The main abstract methods of the TRIE ADT are,
public void insert(String s);
public boolean search(String s);

In this data-structure, each node holds a character instead of a String. Each node has something called as 'marker' to mark the end of a word. And each node has a Collection of child nodes. This Collection can be either a Set or a List based on the speed vs space criterion.

The basic element - Node of a TRIE data structure looks like this,
char content;
boolean marker;
Collection<Node> child;

A TRIE tree would typically look like the following


The above TRIE is constructed by inserting the words ball, bat, doll, dork, do, dorm, send, sense. The markers are denoted on the Node using a red star(*). We shall look into more about the TRIE data structure in depth in the next post.

6 comments:

sony said...

this might be a stupid question but...is there any method to have index for a node... i have to return the file index as soon as the word is found ..

BragBoy said...

@sony: Can you be a bit elaborative on what do you mean by index here?

John Ortiz said...

It is so clear. Thanks for this information.

BragBoy said...

@John: Glad to see it helped you ! Thank you for stopping by!

Jenish Shah said...

Hi,

Can you please let me know why would we need to mark if node is end of word or not. Node not having any child anyways means that it is end of word.

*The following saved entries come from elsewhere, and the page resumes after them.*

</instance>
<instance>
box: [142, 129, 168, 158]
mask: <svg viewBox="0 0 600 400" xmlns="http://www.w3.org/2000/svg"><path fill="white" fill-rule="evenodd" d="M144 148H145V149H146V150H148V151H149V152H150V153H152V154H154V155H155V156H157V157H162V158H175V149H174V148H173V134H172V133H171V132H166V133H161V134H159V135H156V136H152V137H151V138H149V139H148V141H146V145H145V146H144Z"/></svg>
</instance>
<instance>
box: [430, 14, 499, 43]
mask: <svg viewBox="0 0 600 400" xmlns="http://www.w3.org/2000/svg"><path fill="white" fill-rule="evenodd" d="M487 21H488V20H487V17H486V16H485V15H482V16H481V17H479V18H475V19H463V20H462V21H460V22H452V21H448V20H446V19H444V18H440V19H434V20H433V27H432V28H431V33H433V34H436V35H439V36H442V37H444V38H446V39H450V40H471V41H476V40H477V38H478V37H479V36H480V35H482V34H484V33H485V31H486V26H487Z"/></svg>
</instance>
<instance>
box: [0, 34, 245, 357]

Please correct me if I am wrong.

Thanks,
Jenish

BragBoy said...

@Jenish,

First up, thanks for reading my post!

For your question, assume if we don't have a marker to mark the end of the word. Then you will never be able to find words like BE, SEE etc., because BE can be within BEst, BEnt, BEt. All these have the same parent route. Same case for SEE. SEEk, SEEm, SEEn etc.,

Hope this helps, if you still have doubts let me know, i will try to clarify them!